Deve ser pinçada, do texto, uma fala de Francisco, na tentativa de justificar, perante a família, a sua “tresloucada” decisão: “Envelhecer é uma conquista da humanidade.  O ser humano se desapega da coisas, das pessoas, das histórias e dos objetos que fizeram parte da nossa vida.”  Como essa fala me tocou e me provocou o brotar de algumas lágrimas, que escorreram sobre a pele do meu rosto envelhecido!

A partir daqui, respeitando aqueles que ainda irão assistir à peça, reservo-me o direito de interromper a sinopse do texto e passo a analisar as “peças” da engrenagem desta encenação.

Já me considero até suspeito para falar sobre um texto de Walter Daguerre, que considero mais uma grande estrela na constelação dos melhores dramaturgos nacionais, surgidos há menos tempo, na qual incluo, entre outros nomes, os de Júlia Spadaccini e Renata Mizhari.  Daguerre trabalha muito bem a elaboração de diálogos, simples na forma e profundos em conteúdo.  Desenvolveu muito bem a ideia de Igor Algelkorte, numa simbiose entre ambos, que merece ser repetida outras vezes.  Quem quiser conhecer mais sobre o trabalho de Walter Daguerre, é só conferir o seu talento de dramaturgo num outro espetáculo em cartaz: JIM, no Teatro do Leblon (Sala Tônia Carrero), nunca sendo demais lembrar seu outro grande sucesso, reeditado este ano e transformado em livro: A MECÂNICA DAS BORBOLETAS.

O elenco é formado por jovens e talentoso atores, contando com a experiência de um veterano, Fernando Bohrer, que vive o protagonista, Francisco, após o envelhecimento.  Há uma harmonia entre o quarteto de atores que contam a história, a saber:

O elenco:

IGOR ALGELKORTE – Francisco (o filho) – Muito seguro no papel, agrada-me muito a naturalidade como ele atua, o que já me impressionara no seu último trabalho como ator (DES)CONHECIDOS.  No papel de Francisco, Igor se reveza com Pedro Nercessian, que não vi atuar.

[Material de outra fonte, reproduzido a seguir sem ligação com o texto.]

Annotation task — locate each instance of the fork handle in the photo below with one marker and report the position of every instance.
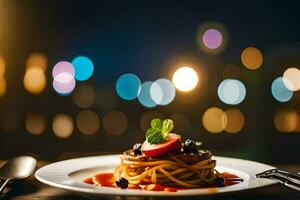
(286, 182)
(4, 185)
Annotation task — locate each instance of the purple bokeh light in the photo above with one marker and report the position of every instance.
(212, 38)
(64, 88)
(63, 67)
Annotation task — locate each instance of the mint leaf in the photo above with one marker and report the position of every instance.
(167, 126)
(159, 130)
(198, 143)
(155, 138)
(151, 131)
(156, 123)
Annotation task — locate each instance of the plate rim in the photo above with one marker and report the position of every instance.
(95, 190)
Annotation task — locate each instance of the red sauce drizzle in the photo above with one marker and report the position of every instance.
(107, 179)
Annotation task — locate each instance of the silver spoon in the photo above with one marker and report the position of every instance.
(17, 168)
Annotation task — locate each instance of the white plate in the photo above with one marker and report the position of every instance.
(69, 174)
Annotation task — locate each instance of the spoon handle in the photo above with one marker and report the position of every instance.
(4, 185)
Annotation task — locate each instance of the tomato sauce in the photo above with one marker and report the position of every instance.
(107, 180)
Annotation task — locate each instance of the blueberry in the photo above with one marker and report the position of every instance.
(219, 181)
(190, 146)
(137, 149)
(122, 183)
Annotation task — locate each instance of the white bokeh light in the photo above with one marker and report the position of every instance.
(185, 79)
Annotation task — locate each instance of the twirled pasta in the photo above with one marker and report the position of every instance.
(171, 172)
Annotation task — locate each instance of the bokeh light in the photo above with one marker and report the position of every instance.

CHANDELLY BRAZ – a Mãe – Desde que chegou ao Rio, vinda de Pernambuco, para integrar o fantástico elenco de uma das melhores produções dos últimos anos, “CLANDESTINOS”, do mestre João Falcão, Chandelly só faz crescer, a olhos vistos, como uma excelente atriz, das melhores de sua geração.  Excelente no papel atual.  Seu personagem, às vezes, é interpretado por Júlia Lund, que não tive a oportunidade de ver em cena.

SAMUEL TOLEDO – o Pai – Esse ator também vem percorrendo uma trajetória ascendente em sua carreira.  Defende, de forma muito convincente, o seu papel e sabe aproveitar, muito bem, algumas cenas de destaque para o seu personagem.

FERNANDO BOHRER – Francisco (velho) – Além de bom ator, é diretor e professor de teatro da CAL, com formação de ator no Teatro Tablado, tendo sido assistente de direção de Maria Clara Machado.  Precisa de mais informações de seu currículo, para justificar seu excelente desempenho em ELEFANTE?  Louve-se o desprendimento, a coragem, o espírito profissional desse grande ator, de quase setenta anos de idade, ao se permitir despir-se totalmente, numa cena linda, comovente, de fazer perder o fôlego.  Nela, as marcas do tempo são insignificantes e se transformam na bela imagem que cada um conseguir enxergar.

Samuel Toledo


Chandelly Braz


Igor Angelkorte
 
            Demais nomes da ficha técnica que merecem destaque:

            DIREÇÃO – segura, eficiente e criativa, de Igor Algelkorte.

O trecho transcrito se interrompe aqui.